The one surviving manuscript that contains the Wakefield pageants is dated to the mid-fifteenth century and has a number of significant sections missing. This creates interesting challenges for modern performance. The Fall of Lucifer breaks off at his flight of triumph and the Fall of Man play is incomplete – which is why in the latter case I have set a mimed scene using narrated words from the opening of another play in the cycle, taking advantage of the textual repetitions intrinsic to street drama.

The fact that Wakefield has no Birth of Christ play puts an emphasis on the reaction to Christ of characters in the plays which do exist. With this in mind, we use and enjoy all the dialect words we can referring to the Child – from Caesar’s contemptuous “snookhorn” to the shepherds’ “little tyné mop” – even Gill’s “dillydown”. We have noticed in rehearsal how many times characters refer to sayings and proverbs, often reflecting local industries – “Ill-spun weft... aye comes foul out”; “I am as true as steel”; “He learns early to steal who cannot say nay”. Such sayings bridge the gap across the centuries.

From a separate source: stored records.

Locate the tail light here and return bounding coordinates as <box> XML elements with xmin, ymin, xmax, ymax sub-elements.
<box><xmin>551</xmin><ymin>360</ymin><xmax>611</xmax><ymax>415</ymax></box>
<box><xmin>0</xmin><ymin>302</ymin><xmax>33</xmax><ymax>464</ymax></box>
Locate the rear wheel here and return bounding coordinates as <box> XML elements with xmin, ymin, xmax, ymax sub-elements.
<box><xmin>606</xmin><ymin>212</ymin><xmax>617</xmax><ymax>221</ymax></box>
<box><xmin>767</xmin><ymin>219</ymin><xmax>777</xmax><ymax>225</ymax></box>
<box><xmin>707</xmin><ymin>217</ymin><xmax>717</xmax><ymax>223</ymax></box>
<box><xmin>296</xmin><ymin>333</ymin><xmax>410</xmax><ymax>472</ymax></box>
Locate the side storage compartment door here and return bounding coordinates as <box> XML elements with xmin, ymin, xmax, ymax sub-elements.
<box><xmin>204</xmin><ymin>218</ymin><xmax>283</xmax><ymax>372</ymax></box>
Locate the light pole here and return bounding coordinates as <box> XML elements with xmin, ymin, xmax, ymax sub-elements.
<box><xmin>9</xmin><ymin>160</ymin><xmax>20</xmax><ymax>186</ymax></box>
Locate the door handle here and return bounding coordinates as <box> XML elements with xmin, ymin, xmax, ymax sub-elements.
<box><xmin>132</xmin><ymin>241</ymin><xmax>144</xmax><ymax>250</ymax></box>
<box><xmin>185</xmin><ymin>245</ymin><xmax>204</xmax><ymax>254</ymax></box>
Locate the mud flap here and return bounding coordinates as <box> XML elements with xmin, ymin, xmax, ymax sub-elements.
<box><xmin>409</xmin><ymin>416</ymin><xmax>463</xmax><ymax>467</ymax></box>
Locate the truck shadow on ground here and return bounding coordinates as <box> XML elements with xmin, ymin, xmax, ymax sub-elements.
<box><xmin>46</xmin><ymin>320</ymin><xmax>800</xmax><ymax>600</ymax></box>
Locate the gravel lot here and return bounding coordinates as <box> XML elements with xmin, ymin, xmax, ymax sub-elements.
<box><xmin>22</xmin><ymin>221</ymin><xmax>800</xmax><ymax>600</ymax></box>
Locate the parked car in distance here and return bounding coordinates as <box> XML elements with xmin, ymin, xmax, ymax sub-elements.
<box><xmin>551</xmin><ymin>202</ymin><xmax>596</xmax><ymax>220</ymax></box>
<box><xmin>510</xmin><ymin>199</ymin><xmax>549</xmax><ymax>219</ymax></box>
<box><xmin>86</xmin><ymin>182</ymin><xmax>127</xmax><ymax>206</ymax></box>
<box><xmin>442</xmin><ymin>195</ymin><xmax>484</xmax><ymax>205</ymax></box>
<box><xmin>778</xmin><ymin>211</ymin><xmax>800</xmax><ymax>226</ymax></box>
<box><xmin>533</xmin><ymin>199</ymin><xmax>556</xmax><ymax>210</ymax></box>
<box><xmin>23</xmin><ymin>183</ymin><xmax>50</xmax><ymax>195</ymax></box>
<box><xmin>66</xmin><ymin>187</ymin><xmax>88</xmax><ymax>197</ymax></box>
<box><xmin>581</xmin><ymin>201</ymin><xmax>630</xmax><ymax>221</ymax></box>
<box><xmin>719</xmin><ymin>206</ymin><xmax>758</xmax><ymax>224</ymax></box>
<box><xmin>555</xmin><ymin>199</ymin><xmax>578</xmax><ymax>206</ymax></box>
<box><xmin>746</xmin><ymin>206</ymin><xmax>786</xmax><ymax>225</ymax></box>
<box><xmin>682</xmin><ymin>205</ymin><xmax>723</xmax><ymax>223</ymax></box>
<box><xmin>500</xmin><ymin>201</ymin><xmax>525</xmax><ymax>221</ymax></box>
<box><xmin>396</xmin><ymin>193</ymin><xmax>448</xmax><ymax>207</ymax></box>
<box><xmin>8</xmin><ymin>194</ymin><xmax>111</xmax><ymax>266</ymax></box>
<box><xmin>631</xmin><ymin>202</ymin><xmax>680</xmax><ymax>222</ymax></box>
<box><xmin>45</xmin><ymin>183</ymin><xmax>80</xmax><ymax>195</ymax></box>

It is a notable feature of the Wakefield text that many of the plays appear to be precursors of the English pantomime tradition, involving as they do knockabout comedy, interaction with the audience, calls for attention and the obvious popularity of demons, rogues and tyrants, comic servants and appealing animals. We have sought to exploit these elements in the plays I have selected this year. Notable examples of this tradition are Cain and his Boy from The Killing of Abel play, and the sheepstealer, his wife and the sheep from the famous Second Shepherds’ Play. All this highlights the faith and morality issues which are the basic rationale for the plays, as violent characters get their come-uppance and generous-spirited souls – such as the shepherds, Mary, Elizabeth and Symeon – are rewarded with their hearts’ desire.

The shepherds are portrayed as medieval men from the cold Yorkshire moors near Horbury rather than biblical characters from the hillsides above Bethlehem, and so are susceptible to the vagaries of floods and frost as well as being at the mercy of unscrupulous nobles and social-climbers, identified by their southern English accent (which Mak imitates). Honest yeomen, they discover the truth of Mak's sheep-theft but deal generously with him as a neighbour for whom they appear to have a soft spot – as people do for likeable rogues. Their reward is to be invited to see Christ.

Other routes to God include Abel fulfilling his duty of tithing; Sybilla the wise prophetess giving her hellfire sermon (a character mentioned by Augustine in the fifth century); the three pilgrim Magi who follow the star across the known world; and Symeon following a life of prayer and hope. The sensitive Wakefield Mary welcomes all as she matures from a pious girl to queenly status with the succeeding scenes.